For example: For a simple straight-line driving use case, we can implement the end X unit as a vehicle control algorithm. This algorithm handles all flat roads, uphill, and downhill scenarios. . You can also use a scheduling unit (S) to identify flat roads, uphill slopes, and downhill slopes as different scenarios based on the information of the E unit, and switch to different next-level EXP cycles. Each EXP loop of the next level implements a single scene. In fact, even if an X unit control algorithm is used to solve all flat road, uphill, and downhill scenarios, the algorithm will still distinguish these scenarios internally. In fact, it is still a small-grained EXP loop.
Figure 4 EPX scheduling
As shown in Figure 4, Scene scheduling (S) can be done at every level, which means that the definition of "scenario" also has granular divisions. Therefore, the EPX model should be the EPX-S model. There is just no obvious S section below L2.
Automatic parking assistance functions have begun to require scene scheduling, such as vertical parking, vertical parking, and horizontal parking. Exiting, horizontal parking, diagonal parking, etc. are all different scenarios, and the P and X parts need to be implemented separately. However, scene scheduling can be manually selected through the HMI interface, which is a "human-in-the-loop" S unit.
Level 3 Among the above functions, manual intervention is not required for a long period of continuous driving. It will inevitably involve automatic scheduling of multiple different EXP levels. In this way, the software architecture is very different from the functions below L2. This is one of the reasons why many companies divide L2 and L3 into two different teams.
In fact, as long as the software architecture is consciously designed based on the multi-level EXP-S model, each EXP-S unit has its appropriate embodiment, and it can actually be realized. The set of software architecture supports basic autonomous driving from L1 to L3 and above. It is just that the S unit is weaker for functions below L2, but its architectural status still exists.
Let’s first take a look at the common software architecture of the L2 function. Let’s talk about the commonly used
The three functions of AEB/ACC/LKA are the most classic driving assistance functions of L2, a general system solution The perception part mostly uses a forward-facing camera to output target (vehicles, pedestrians) information, and fuses it with the target data given by the forward-facing millimeter wave radar to obtain more accurate speed and distance. Visual perception and radar perception mostly use Smart Sensor solutions, so Tier 1 can choose products from mature Tier 2 suppliers. The main development work of Tier 1 is on the implementation of perception fusion and functional state machine and vehicle control algorithm.

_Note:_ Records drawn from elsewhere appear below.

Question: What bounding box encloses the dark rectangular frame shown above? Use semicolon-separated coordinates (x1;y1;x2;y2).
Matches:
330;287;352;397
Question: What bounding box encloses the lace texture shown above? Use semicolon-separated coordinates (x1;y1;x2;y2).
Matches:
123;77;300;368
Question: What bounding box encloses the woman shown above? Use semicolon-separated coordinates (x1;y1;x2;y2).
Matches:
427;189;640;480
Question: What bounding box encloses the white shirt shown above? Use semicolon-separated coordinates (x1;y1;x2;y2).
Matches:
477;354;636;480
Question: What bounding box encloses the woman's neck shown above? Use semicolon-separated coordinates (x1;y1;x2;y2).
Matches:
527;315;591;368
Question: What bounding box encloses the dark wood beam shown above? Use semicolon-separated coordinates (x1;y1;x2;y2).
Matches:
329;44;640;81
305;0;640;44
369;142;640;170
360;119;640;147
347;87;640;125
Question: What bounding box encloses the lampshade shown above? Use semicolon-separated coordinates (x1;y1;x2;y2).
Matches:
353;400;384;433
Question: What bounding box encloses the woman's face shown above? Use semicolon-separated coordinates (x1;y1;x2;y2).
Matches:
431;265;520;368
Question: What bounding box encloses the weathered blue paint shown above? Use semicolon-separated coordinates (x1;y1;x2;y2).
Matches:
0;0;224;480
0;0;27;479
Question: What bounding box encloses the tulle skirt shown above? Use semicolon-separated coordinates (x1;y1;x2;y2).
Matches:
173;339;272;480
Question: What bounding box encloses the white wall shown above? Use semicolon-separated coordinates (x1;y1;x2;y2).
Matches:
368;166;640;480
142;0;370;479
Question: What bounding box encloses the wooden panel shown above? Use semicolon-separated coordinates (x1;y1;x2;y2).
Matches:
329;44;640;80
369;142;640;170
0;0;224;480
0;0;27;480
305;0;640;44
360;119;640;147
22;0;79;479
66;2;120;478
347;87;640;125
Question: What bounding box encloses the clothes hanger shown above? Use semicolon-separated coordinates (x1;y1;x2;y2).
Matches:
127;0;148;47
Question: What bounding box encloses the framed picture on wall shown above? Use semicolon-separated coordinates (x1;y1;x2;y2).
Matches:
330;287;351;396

Option 1: The visual perception results are transferred to the radar perception controller, and the radar perception controller completes perception fusion and L2 functional state machine
Figure 5 Topology of Option 1
Option 2: Independent L2 controller Smart Sensor connecting vision and radar, L2 controller completes perception fusion and L2 functional state machine
Figure 6 Scheme 2 topology
Both solutions are often used. Solution 1 uses a higher-performance radar controller and allocates some computing units to implement the fusion algorithm and functional state machine. Many chip manufacturers take this part of the computing power into consideration when designing radar processing chips. For example, NXP's S32R series is specially designed for radar ECUs. Its multiple cores are enough to perform radar signal processing and L2 function implementation at the same time. After all, the most computationally intensive visual algorithm is completed on another device.
Option 2 separates L2 to implement the L2 function controller, and obtains sensing data through private Can communication with two Smart Sensors. Generally speaking, this solution can consider adding more L2 functions in the future, and if necessary, you can connect more Smart Sensors.
For the system architecture using Smart Sensor, the forward-facing smart camera and the forward-facing millimeter wave radar respectively provide their respective observed environments. The semantics of the target object in . These two parts of data are directly transferred to the module responsible for perception fusion and L2 function implementation through the Can bus or the internal IPC (inter-process communication of computer OS) mechanism.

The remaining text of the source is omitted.